KEIR Starmer should have learned by now that adopting a scattergun approach to PMQs is pointless. There’s little evidence of his fabled “forensic” questioning today, as he squanders the opportunity to make Boris Johnson squirm and ends up with egg on his face.

As it’s Armistice Day he leads on funding for veterans’ charities, attempting to inspire outrage by contrasting this with the sums wasted on PR companies during the Covid crisis.

The only problem with this apparently winning strategy of “heroes versus spin doctors” is that – as the Prime Minister points out – communication is vital during a pandemic. Of course this doesn’t mean that every penny of the £130 million spend was justifiable, but it does rather puncture Starmer’s puffed-up outrage.

Undeterred, the Leader of the Opposition asserts that “there’s a real question about the way contracts are being awarded – about basic transparency and accountability”. Well indeed there is, so perhaps he should have led on this real question instead. Better still, he could have put the PM on the spot by reeling off details of some of the dodgiest deals that have been made with firms linked to members of the Conservative Party.

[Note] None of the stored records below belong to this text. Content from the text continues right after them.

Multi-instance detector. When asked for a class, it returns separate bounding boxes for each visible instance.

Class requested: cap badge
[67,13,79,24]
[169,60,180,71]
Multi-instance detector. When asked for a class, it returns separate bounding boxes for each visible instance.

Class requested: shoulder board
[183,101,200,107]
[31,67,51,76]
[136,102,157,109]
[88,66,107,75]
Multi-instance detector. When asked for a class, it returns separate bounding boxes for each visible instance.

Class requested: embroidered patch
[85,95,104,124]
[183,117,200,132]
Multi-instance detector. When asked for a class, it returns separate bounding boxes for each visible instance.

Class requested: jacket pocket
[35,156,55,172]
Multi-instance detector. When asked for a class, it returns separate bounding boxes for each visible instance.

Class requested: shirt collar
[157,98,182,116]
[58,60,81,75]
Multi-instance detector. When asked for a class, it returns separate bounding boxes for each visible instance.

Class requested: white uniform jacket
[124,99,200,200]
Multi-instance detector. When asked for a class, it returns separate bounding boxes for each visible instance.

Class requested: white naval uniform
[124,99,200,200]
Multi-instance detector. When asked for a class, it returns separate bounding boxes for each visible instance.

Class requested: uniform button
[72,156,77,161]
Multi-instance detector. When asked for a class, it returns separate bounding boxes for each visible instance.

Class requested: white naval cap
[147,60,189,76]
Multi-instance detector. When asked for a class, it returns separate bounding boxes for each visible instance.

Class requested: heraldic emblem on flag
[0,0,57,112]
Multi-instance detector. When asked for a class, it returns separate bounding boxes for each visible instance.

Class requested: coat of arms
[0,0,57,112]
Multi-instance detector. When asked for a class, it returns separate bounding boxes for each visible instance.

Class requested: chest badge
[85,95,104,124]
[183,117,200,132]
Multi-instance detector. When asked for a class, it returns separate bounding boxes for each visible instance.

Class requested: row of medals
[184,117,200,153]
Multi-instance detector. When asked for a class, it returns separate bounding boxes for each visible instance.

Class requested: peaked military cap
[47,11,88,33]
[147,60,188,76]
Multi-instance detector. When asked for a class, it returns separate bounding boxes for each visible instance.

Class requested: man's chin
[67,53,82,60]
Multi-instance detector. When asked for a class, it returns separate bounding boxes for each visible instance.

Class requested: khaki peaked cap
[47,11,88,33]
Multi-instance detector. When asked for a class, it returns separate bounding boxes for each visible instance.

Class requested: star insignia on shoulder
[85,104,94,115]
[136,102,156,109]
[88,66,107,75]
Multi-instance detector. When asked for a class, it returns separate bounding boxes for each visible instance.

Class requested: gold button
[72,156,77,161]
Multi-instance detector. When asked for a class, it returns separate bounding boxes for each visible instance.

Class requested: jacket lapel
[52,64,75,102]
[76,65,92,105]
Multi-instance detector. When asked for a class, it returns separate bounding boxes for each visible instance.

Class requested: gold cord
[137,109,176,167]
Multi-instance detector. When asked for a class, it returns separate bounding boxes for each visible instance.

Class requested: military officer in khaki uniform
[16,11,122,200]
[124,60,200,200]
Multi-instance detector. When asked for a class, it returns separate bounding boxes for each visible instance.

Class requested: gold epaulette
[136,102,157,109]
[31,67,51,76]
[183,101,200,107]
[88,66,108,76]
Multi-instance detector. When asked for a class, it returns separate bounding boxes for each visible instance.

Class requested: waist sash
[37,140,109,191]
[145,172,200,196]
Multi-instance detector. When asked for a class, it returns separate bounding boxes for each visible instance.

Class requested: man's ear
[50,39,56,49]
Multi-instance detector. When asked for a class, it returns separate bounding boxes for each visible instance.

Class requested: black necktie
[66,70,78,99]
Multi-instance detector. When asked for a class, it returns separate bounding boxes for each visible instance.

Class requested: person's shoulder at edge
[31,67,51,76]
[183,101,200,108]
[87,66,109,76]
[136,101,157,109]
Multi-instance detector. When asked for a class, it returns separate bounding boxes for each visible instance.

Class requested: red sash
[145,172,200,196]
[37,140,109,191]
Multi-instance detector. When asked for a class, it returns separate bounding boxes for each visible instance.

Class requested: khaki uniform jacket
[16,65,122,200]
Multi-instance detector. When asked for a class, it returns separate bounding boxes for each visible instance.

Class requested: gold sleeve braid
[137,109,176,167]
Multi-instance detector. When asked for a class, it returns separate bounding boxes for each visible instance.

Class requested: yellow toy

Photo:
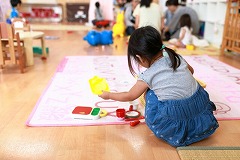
[112,11,125,37]
[89,76,110,95]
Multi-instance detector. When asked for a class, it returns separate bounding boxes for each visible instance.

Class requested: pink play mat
[27,56,240,126]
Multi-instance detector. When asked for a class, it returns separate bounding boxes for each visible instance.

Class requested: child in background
[92,2,104,25]
[6,0,22,24]
[169,14,192,48]
[99,26,218,147]
[133,0,164,32]
[124,0,140,36]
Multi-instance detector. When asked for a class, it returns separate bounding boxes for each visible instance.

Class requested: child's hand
[98,91,110,100]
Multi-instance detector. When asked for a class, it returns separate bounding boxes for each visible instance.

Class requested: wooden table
[19,31,47,66]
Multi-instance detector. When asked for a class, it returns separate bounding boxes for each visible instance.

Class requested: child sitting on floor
[99,26,218,147]
[169,14,192,48]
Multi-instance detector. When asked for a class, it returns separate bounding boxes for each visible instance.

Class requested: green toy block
[33,47,49,54]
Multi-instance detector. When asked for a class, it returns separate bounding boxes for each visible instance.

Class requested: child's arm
[188,64,194,74]
[99,80,148,102]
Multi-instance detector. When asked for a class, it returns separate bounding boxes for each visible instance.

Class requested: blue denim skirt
[145,85,219,147]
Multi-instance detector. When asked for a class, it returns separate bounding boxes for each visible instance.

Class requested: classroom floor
[0,29,240,160]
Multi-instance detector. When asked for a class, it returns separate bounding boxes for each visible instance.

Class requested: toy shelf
[187,0,227,48]
[21,3,63,22]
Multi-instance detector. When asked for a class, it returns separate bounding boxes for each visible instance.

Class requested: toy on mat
[72,106,102,120]
[89,76,110,95]
[83,30,113,46]
[95,20,110,28]
[186,44,195,51]
[112,11,125,37]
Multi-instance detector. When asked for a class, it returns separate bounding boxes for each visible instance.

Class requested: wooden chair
[11,18,30,32]
[0,22,25,73]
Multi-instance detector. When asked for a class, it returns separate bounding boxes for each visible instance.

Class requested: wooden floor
[0,31,240,160]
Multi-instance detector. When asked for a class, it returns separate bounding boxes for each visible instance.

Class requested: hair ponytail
[164,47,181,71]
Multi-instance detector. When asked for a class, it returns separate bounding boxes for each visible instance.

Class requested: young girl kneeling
[99,26,218,147]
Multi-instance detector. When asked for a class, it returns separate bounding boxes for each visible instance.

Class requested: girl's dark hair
[179,14,192,29]
[10,0,22,7]
[140,0,152,8]
[95,2,100,8]
[128,26,181,76]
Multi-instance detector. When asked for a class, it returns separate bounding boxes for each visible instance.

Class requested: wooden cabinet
[186,0,227,48]
[21,3,63,22]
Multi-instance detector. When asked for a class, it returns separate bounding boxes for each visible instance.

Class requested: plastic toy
[33,47,49,55]
[195,77,207,88]
[186,44,195,51]
[112,11,125,37]
[116,108,126,120]
[130,120,140,127]
[83,30,113,46]
[95,20,110,28]
[72,106,101,120]
[89,76,110,95]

By suggesting the Government has been cavalier rather than calculated, Starmer lets Johnson off the hook. He tells us that the PM doesn’t know the value of the pound in his pocket, hence the reckless spending on things like millions of unsuitable face masks, but surely the truth is much more damning: that under the cover of the scramble for PPE, millions of pounds of public money was dished out to firms with no relevant track records but the right connections to people in power.

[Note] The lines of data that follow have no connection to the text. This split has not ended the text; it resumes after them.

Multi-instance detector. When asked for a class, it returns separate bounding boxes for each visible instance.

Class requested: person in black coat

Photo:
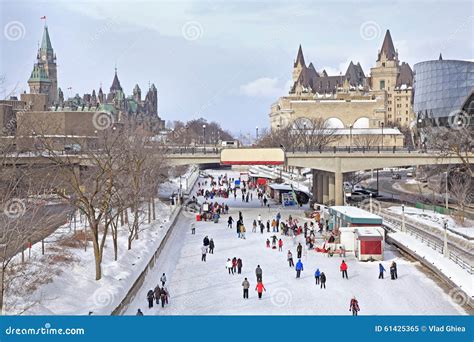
[296,243,303,259]
[320,272,326,288]
[146,290,155,309]
[209,238,215,254]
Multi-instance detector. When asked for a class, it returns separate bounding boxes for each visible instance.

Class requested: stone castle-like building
[269,30,414,133]
[28,25,165,131]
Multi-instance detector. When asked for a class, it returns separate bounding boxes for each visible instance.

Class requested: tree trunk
[148,200,151,223]
[151,197,156,221]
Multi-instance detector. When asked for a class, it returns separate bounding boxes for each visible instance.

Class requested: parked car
[392,173,402,179]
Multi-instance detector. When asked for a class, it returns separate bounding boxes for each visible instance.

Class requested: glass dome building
[413,56,474,127]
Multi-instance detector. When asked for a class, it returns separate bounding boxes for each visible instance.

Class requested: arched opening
[325,118,344,128]
[352,117,369,128]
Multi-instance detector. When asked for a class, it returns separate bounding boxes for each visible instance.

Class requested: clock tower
[28,25,58,106]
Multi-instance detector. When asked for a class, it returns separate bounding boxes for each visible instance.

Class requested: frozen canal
[126,170,465,315]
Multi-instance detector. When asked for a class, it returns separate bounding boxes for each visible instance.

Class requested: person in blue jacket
[295,259,303,278]
[314,268,321,285]
[379,263,385,279]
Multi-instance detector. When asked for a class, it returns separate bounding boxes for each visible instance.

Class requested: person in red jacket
[340,260,349,279]
[349,297,360,316]
[255,281,267,299]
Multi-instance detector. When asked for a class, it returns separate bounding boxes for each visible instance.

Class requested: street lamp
[202,125,206,150]
[349,125,352,153]
[402,204,406,232]
[381,122,384,150]
[443,220,449,258]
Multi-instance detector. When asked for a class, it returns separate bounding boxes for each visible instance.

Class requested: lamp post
[202,125,206,152]
[402,204,406,232]
[381,122,384,150]
[443,220,449,258]
[349,125,352,153]
[303,122,308,153]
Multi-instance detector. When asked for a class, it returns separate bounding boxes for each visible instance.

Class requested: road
[0,204,72,259]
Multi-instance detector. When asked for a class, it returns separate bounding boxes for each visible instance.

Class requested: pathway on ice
[127,171,465,315]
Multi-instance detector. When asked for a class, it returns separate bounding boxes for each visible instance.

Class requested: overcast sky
[0,0,474,134]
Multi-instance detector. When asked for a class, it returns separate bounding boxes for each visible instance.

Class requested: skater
[340,260,349,279]
[232,257,237,274]
[209,238,216,254]
[255,281,267,299]
[146,290,155,309]
[390,261,398,280]
[314,268,321,285]
[240,225,247,240]
[225,258,234,274]
[349,296,360,316]
[295,259,303,278]
[153,284,161,305]
[237,258,242,274]
[160,286,170,308]
[242,278,250,299]
[255,265,263,283]
[321,272,326,289]
[287,250,295,267]
[379,263,385,279]
[160,273,166,287]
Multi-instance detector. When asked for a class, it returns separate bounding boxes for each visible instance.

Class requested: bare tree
[449,170,473,223]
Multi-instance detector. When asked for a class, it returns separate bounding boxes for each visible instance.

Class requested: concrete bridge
[167,148,474,205]
[4,148,474,205]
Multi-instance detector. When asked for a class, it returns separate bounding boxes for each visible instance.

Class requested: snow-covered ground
[6,168,198,315]
[388,232,474,298]
[126,171,465,315]
[387,206,474,238]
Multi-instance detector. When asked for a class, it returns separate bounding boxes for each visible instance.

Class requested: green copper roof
[41,25,53,51]
[28,64,51,83]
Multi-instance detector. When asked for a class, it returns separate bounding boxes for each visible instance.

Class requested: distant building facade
[269,30,414,134]
[413,55,474,127]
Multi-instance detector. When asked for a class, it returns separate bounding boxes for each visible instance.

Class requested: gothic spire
[377,30,397,61]
[294,44,306,67]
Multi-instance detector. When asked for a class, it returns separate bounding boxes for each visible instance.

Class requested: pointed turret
[293,44,306,68]
[377,30,397,61]
[110,68,122,93]
[40,25,53,52]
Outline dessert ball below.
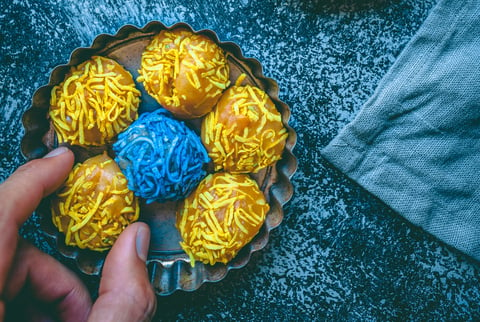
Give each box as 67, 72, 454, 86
49, 56, 140, 147
177, 172, 269, 266
137, 29, 230, 119
201, 78, 288, 173
51, 154, 140, 251
113, 109, 210, 203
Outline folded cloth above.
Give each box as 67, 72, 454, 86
322, 0, 480, 260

Starmer’s colleague Kate Hollern wants to know why it’s taking the Government two-and-a-half months to publish details of these contracts with cronies, far exceeding the legal limit of 30 days. Johnson wants to know why Labour “scorn and despise” the private sector so much.

The MP for Blackburn doesn’t even manage to extract a commitment that the deadline will be met in future – all we get is a rant about how Labour would seek to break up the giant conglomerates that are working on vaccines.

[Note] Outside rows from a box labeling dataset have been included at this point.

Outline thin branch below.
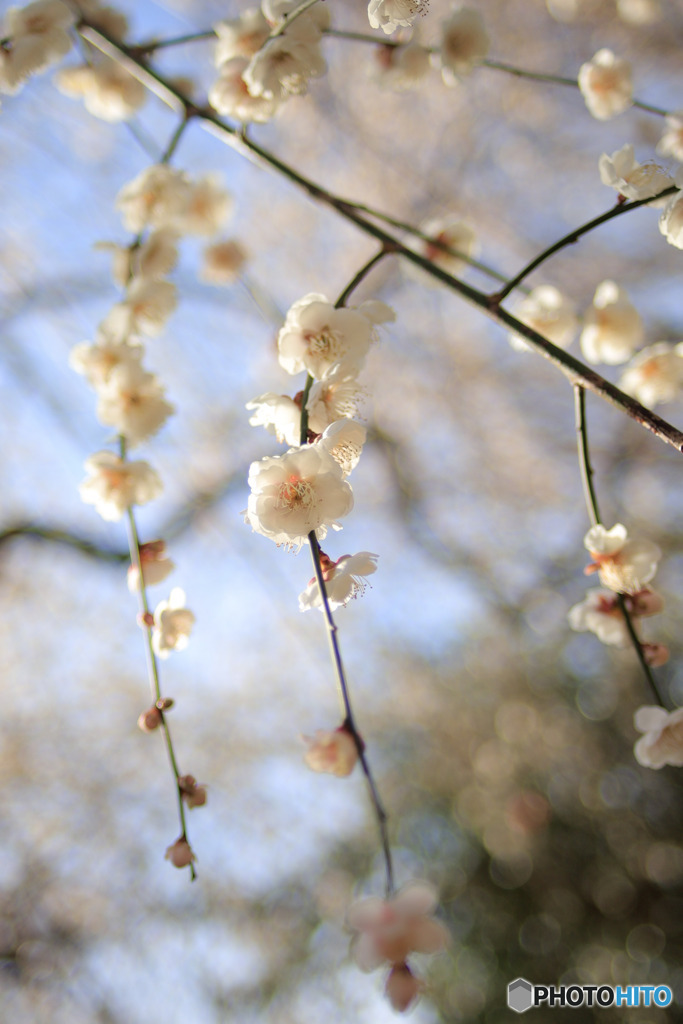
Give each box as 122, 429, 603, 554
574, 385, 667, 708
490, 185, 678, 302
80, 23, 683, 452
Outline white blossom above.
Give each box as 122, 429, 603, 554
299, 551, 379, 611
579, 49, 633, 121
584, 522, 661, 594
438, 7, 490, 85
659, 191, 683, 249
245, 444, 353, 548
55, 58, 147, 123
598, 144, 674, 200
200, 239, 247, 287
246, 391, 301, 447
278, 294, 394, 380
212, 7, 270, 67
315, 419, 368, 476
618, 341, 683, 409
116, 164, 190, 234
243, 32, 328, 100
633, 707, 683, 768
209, 57, 281, 124
152, 587, 196, 657
510, 285, 579, 351
580, 281, 643, 366
368, 0, 429, 35
79, 452, 163, 521
97, 362, 175, 445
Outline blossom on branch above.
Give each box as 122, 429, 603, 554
368, 0, 429, 35
584, 522, 661, 594
438, 7, 490, 86
299, 551, 379, 611
580, 281, 643, 366
79, 452, 163, 521
152, 587, 196, 657
302, 725, 358, 778
598, 145, 674, 200
278, 294, 395, 380
633, 707, 683, 768
245, 444, 353, 548
579, 49, 633, 121
510, 285, 579, 351
618, 341, 683, 409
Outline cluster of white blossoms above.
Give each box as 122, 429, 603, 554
209, 0, 330, 124
346, 881, 451, 1013
568, 523, 669, 667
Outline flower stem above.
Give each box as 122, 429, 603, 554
574, 385, 667, 708
119, 435, 197, 882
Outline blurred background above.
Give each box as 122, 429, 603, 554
0, 0, 683, 1024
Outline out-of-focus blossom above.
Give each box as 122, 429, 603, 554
657, 111, 683, 161
200, 239, 247, 287
100, 278, 178, 339
598, 144, 674, 199
178, 775, 207, 811
303, 725, 358, 778
165, 836, 197, 867
618, 341, 683, 409
128, 541, 175, 594
211, 7, 270, 67
299, 551, 379, 611
659, 191, 683, 249
567, 588, 664, 647
152, 587, 196, 657
371, 42, 431, 89
306, 367, 365, 434
580, 281, 643, 366
97, 362, 175, 445
579, 49, 633, 121
245, 444, 353, 548
510, 285, 579, 351
584, 522, 661, 594
413, 217, 479, 284
315, 420, 368, 476
243, 33, 328, 100
209, 57, 281, 124
76, 0, 128, 39
368, 0, 429, 35
346, 882, 451, 971
633, 707, 683, 768
438, 7, 490, 85
79, 452, 163, 521
55, 58, 147, 123
246, 391, 301, 447
278, 294, 394, 380
116, 164, 190, 234
69, 335, 142, 390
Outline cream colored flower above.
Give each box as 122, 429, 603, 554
303, 725, 358, 778
633, 707, 683, 768
584, 522, 661, 594
579, 49, 633, 121
580, 281, 643, 366
79, 452, 163, 521
152, 587, 196, 657
510, 285, 579, 351
438, 7, 490, 86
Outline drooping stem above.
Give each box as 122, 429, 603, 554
574, 385, 667, 708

Had Starmer asked the right question to begin with, Johnson would no doubt have offered much the same ridiculous answer. However, he wouldn’t have had the freedom to do so safe in the knowledge there would be no follow-up question.

Of course he does also brazenly ignore follow-up questions, including those asked over a period of several weeks. It’s Groundhog Dog once again when Ian Blackford asks if the £20 per week uplift of Universal Credit, currently in place until March 2021, will be made permanent. “Yes of course,” replies Johnson, but unfortunately this is not the answer to the question Blackford asked. Instead it’s the answer to an alternative question he’s asked himself in his own head.

He’s glad the SNP are now “supporting Universal Credit” because this gives him the opportunity to fill time speaking another sentence that isn’t an answer to the question, while giving a false impression of why the new benefits system – complete with its in-built five-week delay – might ever have been opposed.

No doubt this game of PMQ ping-pong will continue until March, but there’s some light relief this week amid MPs welcoming the election of Joe Biden and Kamala Harris in the United States.

In congratulating them, Labour’s Angela Eagle can’t resist asking if the Prime Minister has “any advice for his erstwhile best friend”. “I had and have a good relationship with the previous president,” replies the PM, surely aware that referring to the sulker-in-chief as “the previous president” is the quickest way to turn him into a sworn enemy. If he’d been hoping for an invitation to a socially distanced round of golf, he had better not hold his breath.